Who's loving you/I can't stand the rain/Remember you used to love me/I wish I'd never loved you at all/That old wind/Kiss tomorrow goodbye/If you want me to stay/If I had any pride left at all/Mac daddy/You've got to hurt before you heal

Con Soul Of The Bayou, Gregg Martinez realizza probabilmente il suo disco più compiuto e focalizzato. Prossimo degno candidato a essere inserito nel novero di tutte quelle voci maschili poste comodamente sull'intersezione tra soul e R&B, mostra qui tutta la sua versatilità di cantante e interprete.

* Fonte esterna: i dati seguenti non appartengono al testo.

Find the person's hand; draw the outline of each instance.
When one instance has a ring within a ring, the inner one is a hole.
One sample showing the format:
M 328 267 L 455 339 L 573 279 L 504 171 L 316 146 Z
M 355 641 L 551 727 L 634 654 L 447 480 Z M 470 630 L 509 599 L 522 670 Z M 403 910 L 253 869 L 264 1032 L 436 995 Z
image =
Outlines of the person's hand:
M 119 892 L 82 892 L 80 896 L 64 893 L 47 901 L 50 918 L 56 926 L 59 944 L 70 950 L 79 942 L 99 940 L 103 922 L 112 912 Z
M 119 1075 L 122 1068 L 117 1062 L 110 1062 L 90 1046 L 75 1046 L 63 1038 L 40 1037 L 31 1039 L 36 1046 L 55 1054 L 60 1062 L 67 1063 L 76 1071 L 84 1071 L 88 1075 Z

Tenore sinuoso e lucente, dall'ampio vibrato e dal melisma audace ed elegante, sa dare la giusta compattezza espressiva a una raccolta di brani che spaziano tra ballate e più facili, ritmati riempipista.

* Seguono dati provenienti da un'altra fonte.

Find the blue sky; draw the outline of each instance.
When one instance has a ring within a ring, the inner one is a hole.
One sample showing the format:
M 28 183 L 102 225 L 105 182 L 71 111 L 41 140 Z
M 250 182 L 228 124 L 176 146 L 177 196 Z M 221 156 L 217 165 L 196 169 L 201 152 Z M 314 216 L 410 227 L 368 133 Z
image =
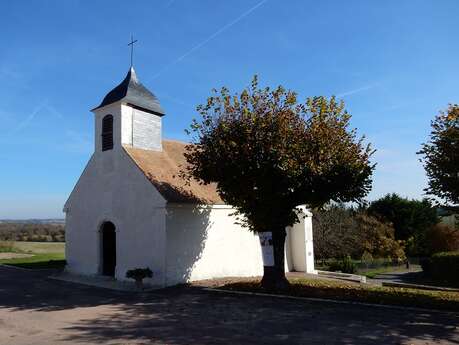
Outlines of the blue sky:
M 300 99 L 337 95 L 378 150 L 369 199 L 419 198 L 415 152 L 459 102 L 459 2 L 9 1 L 0 20 L 0 218 L 62 217 L 93 150 L 90 109 L 134 65 L 166 138 L 213 87 L 258 74 Z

Per gli amanti delle definizioni Martinez è ritenuto essere esponente di ciò che viene chiamato Louisiana swamp pop, genere indigeno che trova dimora tra Louisiana e Texas, tra il New Orleans Rhythm & Blues, il country e le influenze francesi. In quest'ultimo disco, affronta un repertorio che si muove tra ben scelte cover e brani originali. Tra le prime, cominciamo subito con la celeberrima I Can't Stand The Rain, resa veracemente swampy dall'incisiva introduzione di chitarra slide per poi svaporare, grazie ai fiati, tra i ricordi di casa Stax più che a quelli della Hi, originaria casa discografica del brano interpretato, ai tempi, dalla voce di Ann Peebles. Per restare in ambito di cover danzerecce, troviamo la funkeggiante If You Want Me To Stay di Sly Stone, la divertente Mac Daddy o il doo-wop vecchio stile di Who's Loving You dove la voce di Martinez si spinge, con equilibrio e mestiere, fin sugli impervi sentieri del falsetto. Ma è quando il ritmo rallenta che il maturo, empatico crooning di Gregg Martinez trova la propria dimensione più convincente e autentica. E allora, I Wish I'd Never Loved You At All, originariamente incisa dal neorleansiano Johnny Adams, If I Had Any Pride Left At All e You've Got To Hurt Before You Heal vengono restituite tutte quante con empatia da una voce che possiede la rara capacità di far credere all'ascoltatore di essere lui stesso il protagonista della storia di volta in volta cantata. A impreziosire ulteriormente il disco, c'è spazio anche per il gigante della chitarra Sonny Landreth ospite nella più rockeggiante That Old Wind. G.R.